Die Verschiebung nach rechts findet international statt und ist gut organisiert. In Bangalore, Budapest und anderswo kommen rechte Nationalisten regelmäßig zusammen, um sich gegenseitig zu unterstützen und Strategien abzusprechen, auch wenn jede Nation dabei ihre Zivilisation für die höhere hält. Die Solidarität unter den Rechten zeigt, dass nationalistische Überzeugungen nur am Rande auf der Idee fußen, Ungarn/Norweger/Juden/Deutsche/Angelsachsen/Hindus seien der beste aller möglichen Stämme. Was sie eint, ist vielmehr das Prinzip des Stammesdenkens selbst: Echte Verbindungen entstehen nur zwischen Menschen gleicher Stämme, folglich haben wir keine tiefen Verpflichtungen gegenüber anderen. Es ist mehr als ironisch, dass die Stammesdenker von heute besser kooperieren als diejenigen, deren Engagement sich, ob sie es nun wissen oder nicht, aus dem Universalismus speist.
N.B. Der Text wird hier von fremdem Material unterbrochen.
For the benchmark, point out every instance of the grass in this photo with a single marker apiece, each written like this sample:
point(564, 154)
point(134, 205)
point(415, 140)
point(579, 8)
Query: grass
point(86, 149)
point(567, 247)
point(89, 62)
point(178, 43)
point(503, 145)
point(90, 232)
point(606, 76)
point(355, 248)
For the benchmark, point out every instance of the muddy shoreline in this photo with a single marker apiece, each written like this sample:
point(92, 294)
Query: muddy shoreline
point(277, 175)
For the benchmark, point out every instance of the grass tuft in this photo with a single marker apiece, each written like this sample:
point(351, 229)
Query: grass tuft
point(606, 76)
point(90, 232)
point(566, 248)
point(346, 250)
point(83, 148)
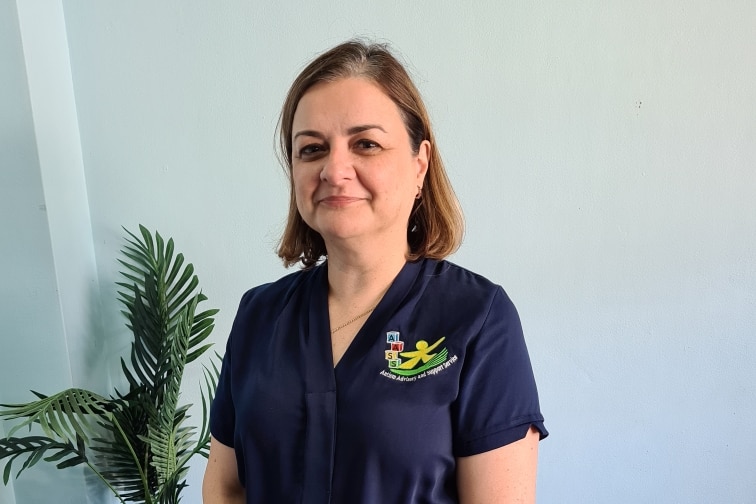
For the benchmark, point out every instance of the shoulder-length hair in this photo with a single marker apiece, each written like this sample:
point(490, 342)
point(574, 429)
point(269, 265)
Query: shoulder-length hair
point(436, 225)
Woke bezeichnet keine eigentliche Bewegung. Der Ausdruck stay woke ist zum ersten Mal 1938 in dem Lied Scottsboro Boys des großen Bluesmusikers Leadbelly belegt. Gewidmet war es neun schwarzen Teenagern, deren Hinrichtung wegen Verge- waltigungen, die sie nie begangen hatten, erst durch jahrelange internationale Proteste verhindert werden konnte. Wach bleiben für Ungerechtigkeit, wachsam für Anzeichen von Diskriminierung, was sollte daran falsch sein? Doch innerhalb weniger Jahre wandelte sich der Begriff woke vom Lobes- zum Schmähwort. Was ist da geschehen?
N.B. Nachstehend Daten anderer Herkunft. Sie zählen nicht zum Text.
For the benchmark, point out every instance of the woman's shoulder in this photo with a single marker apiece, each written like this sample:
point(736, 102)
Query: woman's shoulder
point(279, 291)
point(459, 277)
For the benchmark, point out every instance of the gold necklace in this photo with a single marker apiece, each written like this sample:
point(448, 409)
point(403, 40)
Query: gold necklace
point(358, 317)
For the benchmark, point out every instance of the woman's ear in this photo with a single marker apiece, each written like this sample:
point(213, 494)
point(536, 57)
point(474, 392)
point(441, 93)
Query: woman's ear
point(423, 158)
Von Ron DeSantis bis zu Rishi Sunak und Éric Zemmour ist woke zu einem Schlachtruf geworden, der zum Kampf gegen alle Antirassisten aufruft, ähnlich wie der Begriff Identitätspolitik ein paar Jahre früher umgekrempelt worden ist. Dennoch liegt die Schuld nicht allein bei den Rechten. Barbara Smith, Gründungsmitglied des Combahee River Collective und Schöpferin des Begriffs, betont, dass Identitätspolitik inzwischen auf eine Weise gebraucht wird, die nie beabsichtigt worden ist. »Es bedeutet absolut nicht, dass wir nur mit Menschen zusammenarbeiten würden, die so sind wie wir. Unser Credo ist es, mit Menschen ganz diverser Identitäten an gemeinsamen Problemen zu arbeiten.« [3] Man könnte dennoch auf die Idee kommen, schon in den ursprünglichen Absichten habe der Keim zum Missbrauch gelegen. Dass aber weder die Wörter Identitätspolitik noch woke Politik mit der notwendigen Nuanciertheit eingesetzt wurden, ist offensichtlich Beide führten zu Entfremdungen, die sich die

Rechten schnell zu Nutze machten. Universitäten und Unternehmen neigen eher dazu, woke Tendenzen zu eskalieren als Aktivisten, die vor Ort arbeiten. Der schlimmste Missbrauch geht vom woken Kapitalismus aus, der die Forderung nach Vielfalt zum Zwecke der Profitsteigerung gekapert hat. Der Historiker Touré Reed hält diesen Vorgang für wohlkalkuliert: Unternehmen glauben, dass Schwarze einzustellen ihnen Zugang zu deren Märkten verschafft. [4] Oft geschieht eine solche Vereinnahmung direkt und unverhohlen. McKinseys Bericht für die Filmindustrie erklärt: »Die Industrie konnte durch die Thematisierung der anhaltenden rassistischen Ungerechtigkeit jährlich 10 Milliarden Dollar zusätzlich an Gewinn machen – etwa sieben Prozent mehr als der geschätzte Ausgangswert von 148 Milliarden Dollar.« [5]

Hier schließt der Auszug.